Someome with more experience hopefully will chime in, but I do not think that the type-r ecu will work stock for the A2. Most likely you will pay more for the type-r ecu than for an A2 one. Why pay more for less (no immobilizer)? Also the type-r won't hold a candle to a K-pro'd A2 ecu. Get the motor running right first, then down the road, Kpro your A2 ecu and then more options have you will...
Doesn't the Type-R have also limited MPH? I thought I read that somewhere.
ALL advice issued with this "Disclaimer"
Tim "the Toolman" Taylor is my HERO ! ! !
"Labor Unions are Domestic Terrorist orgainizations"

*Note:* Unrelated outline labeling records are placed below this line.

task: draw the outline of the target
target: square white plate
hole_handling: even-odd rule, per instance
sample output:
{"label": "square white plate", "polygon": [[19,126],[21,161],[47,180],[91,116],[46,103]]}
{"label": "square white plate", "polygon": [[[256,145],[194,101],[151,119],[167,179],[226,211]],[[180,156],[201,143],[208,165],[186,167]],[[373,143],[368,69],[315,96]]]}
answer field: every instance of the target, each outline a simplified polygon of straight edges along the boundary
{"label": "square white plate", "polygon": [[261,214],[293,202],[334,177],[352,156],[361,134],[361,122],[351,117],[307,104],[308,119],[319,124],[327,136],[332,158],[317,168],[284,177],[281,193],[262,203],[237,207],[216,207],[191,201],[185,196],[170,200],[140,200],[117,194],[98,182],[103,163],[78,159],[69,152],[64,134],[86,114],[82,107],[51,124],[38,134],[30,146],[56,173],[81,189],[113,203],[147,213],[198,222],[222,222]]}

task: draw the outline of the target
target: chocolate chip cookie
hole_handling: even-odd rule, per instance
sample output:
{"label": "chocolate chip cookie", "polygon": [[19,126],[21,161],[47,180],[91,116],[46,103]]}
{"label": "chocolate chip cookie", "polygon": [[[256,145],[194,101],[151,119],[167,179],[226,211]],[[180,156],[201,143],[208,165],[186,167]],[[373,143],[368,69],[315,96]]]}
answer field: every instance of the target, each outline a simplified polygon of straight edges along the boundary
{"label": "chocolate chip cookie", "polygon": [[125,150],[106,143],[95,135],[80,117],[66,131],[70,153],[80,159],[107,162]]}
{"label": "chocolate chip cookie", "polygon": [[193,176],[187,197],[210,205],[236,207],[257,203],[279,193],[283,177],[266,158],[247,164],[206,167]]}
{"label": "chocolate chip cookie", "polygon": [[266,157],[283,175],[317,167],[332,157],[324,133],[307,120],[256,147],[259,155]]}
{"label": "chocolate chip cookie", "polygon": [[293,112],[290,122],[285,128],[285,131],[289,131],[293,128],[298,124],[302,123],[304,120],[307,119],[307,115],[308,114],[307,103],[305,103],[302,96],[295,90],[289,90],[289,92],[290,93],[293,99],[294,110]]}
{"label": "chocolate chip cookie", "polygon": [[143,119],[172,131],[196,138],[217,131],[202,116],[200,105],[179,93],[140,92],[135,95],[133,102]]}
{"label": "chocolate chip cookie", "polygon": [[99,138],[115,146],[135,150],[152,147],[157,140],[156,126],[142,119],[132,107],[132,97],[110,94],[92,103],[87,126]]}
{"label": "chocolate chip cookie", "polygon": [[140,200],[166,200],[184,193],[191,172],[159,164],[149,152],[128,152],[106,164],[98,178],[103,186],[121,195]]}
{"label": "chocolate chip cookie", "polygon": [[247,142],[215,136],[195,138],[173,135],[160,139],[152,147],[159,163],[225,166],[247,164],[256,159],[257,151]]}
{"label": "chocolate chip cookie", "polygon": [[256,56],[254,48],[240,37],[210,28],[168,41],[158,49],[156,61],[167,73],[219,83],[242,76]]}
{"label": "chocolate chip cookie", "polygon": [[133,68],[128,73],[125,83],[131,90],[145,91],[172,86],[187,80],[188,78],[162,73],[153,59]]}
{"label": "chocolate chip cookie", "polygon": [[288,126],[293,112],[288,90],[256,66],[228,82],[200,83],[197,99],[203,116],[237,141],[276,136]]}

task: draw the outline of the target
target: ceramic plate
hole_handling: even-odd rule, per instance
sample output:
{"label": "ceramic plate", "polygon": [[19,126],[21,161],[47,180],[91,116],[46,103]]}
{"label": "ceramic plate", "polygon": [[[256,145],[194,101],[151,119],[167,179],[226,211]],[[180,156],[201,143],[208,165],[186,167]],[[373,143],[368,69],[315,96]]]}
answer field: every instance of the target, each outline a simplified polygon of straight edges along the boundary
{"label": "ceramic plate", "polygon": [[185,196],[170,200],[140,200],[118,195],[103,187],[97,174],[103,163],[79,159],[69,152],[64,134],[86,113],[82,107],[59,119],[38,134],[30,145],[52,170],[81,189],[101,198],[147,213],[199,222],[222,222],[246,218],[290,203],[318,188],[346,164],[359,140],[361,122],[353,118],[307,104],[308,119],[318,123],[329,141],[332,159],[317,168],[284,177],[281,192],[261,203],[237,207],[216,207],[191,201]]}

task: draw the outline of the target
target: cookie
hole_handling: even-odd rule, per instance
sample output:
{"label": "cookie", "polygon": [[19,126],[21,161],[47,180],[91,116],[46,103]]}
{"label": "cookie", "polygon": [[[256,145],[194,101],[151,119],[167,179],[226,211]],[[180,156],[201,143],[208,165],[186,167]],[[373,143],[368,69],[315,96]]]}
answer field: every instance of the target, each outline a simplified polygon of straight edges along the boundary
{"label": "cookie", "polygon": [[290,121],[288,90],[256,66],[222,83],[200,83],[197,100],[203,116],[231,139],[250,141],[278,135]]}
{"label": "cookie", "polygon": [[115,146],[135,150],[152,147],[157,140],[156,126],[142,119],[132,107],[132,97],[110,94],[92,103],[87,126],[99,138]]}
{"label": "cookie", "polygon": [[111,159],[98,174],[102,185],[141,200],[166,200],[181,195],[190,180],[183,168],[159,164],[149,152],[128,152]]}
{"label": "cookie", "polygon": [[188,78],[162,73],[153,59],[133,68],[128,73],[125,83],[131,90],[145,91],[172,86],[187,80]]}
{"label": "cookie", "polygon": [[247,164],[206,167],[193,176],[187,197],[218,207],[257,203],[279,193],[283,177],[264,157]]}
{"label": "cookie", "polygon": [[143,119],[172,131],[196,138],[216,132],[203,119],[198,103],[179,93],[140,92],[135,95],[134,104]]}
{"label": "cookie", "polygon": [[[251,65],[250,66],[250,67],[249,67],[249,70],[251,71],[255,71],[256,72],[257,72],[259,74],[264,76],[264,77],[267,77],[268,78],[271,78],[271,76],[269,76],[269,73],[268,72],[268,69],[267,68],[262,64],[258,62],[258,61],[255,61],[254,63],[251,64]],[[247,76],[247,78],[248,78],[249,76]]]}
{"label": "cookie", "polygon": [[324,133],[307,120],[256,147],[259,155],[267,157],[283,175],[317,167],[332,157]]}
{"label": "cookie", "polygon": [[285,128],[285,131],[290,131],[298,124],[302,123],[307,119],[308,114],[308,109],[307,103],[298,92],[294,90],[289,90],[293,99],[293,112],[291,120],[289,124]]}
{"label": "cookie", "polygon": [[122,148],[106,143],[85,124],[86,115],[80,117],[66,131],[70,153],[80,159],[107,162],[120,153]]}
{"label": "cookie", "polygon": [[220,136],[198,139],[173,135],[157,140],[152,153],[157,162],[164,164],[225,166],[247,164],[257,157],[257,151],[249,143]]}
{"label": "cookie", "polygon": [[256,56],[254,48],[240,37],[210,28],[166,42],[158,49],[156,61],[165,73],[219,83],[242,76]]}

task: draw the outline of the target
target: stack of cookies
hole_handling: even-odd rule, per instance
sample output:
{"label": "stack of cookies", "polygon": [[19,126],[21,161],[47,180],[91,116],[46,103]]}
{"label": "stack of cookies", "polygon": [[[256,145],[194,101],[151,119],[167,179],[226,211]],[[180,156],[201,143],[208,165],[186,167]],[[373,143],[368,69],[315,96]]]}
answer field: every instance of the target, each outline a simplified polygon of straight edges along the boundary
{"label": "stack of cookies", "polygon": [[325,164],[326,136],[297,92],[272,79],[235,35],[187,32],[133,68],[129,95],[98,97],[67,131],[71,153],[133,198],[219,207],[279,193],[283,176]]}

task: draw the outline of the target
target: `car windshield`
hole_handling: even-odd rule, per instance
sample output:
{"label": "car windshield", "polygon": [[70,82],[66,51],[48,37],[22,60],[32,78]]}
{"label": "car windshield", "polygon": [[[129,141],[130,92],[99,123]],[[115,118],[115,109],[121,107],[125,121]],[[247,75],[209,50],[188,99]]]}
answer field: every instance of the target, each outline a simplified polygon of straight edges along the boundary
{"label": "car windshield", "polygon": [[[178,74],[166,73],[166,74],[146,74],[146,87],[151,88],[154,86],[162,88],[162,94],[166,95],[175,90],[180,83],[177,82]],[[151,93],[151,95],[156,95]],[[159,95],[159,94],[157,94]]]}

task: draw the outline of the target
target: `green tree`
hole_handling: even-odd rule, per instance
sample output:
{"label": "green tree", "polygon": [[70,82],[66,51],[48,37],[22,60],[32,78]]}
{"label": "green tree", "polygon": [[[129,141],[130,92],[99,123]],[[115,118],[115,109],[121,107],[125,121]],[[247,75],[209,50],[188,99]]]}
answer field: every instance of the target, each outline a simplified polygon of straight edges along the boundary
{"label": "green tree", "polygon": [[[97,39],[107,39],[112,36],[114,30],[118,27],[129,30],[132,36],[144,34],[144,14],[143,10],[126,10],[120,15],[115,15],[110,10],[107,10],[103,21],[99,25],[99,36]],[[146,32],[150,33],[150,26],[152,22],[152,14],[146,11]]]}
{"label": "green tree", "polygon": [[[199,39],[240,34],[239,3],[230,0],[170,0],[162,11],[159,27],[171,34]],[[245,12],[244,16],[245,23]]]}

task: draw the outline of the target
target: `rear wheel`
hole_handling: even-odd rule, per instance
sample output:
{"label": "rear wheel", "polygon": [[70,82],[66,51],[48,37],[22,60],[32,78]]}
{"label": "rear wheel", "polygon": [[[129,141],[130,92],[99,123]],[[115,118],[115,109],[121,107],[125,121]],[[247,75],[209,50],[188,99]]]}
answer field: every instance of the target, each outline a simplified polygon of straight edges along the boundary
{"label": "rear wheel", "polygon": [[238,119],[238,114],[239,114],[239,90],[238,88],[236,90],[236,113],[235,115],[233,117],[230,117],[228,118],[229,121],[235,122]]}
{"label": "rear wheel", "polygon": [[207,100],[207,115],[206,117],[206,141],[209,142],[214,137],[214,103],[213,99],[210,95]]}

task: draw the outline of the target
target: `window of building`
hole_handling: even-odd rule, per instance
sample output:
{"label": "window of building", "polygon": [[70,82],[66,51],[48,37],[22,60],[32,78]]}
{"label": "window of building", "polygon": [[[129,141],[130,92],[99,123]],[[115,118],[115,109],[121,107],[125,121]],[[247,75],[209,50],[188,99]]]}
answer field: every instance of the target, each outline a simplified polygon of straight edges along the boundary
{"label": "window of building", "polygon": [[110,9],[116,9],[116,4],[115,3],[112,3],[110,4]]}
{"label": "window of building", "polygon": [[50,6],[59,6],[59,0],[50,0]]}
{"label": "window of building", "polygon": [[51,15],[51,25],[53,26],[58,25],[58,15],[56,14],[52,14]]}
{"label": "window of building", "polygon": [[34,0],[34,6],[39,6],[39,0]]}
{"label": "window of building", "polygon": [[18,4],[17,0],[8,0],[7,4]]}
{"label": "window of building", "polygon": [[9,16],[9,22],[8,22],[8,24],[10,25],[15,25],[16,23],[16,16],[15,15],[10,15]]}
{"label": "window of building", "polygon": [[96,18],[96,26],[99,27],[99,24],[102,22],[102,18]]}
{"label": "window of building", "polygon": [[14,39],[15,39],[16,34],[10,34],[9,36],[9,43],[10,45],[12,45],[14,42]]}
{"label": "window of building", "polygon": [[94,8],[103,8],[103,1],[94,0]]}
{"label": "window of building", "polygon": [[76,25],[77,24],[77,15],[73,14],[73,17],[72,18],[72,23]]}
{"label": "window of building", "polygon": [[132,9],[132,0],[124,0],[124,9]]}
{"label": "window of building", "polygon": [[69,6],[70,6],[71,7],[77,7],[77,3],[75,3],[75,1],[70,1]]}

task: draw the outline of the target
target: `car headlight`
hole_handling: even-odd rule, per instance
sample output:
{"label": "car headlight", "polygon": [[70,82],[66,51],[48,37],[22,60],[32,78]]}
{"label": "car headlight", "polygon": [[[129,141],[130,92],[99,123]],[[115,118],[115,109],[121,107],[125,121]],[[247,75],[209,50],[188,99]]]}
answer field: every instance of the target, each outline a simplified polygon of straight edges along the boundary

i just printed out the instructions from hondata and the guy at the dealer followed it step by step and got it done.
like i said before the procedure takes about 10 minutes.
the first dealer i went to wanted to charge me $90 because they said it would take them one hour of labor which equals $90.
i went to another honda dealer and spoke with one of the workers instead of going straight to the service advisor. i just payed him $40 cash and i was in and out in not time lol.
I've used a PRC ECU in my EK with a K20a2 swap. Its not worth the money, they still go for about half the price of a Kpro. When I'd hit 180km/h its like hitting a brick wall, also Vtec kicks late and I found it very easy to drop out of vtec with the 04 RSX-S tranny.
On the other hand its a great way to get your swap running straight out of your garage. And there always people on K20a.org looking for PRC ECUs so there is a good resale market for it.
Last edited by Gilmour; 05-02-2008 at 11:03 AM.
Not worth the money. Drive the car gentle straight to the dealer on the A3 ecu. Don't rev the motor past 3K and you will be fine. The motor isn't running "properly", but it will start and drive the car....don't take the comments of it "running like shit" too literally. Don't be stupid (trying to rev, race, wait a week, driving agressive) and you will be fine.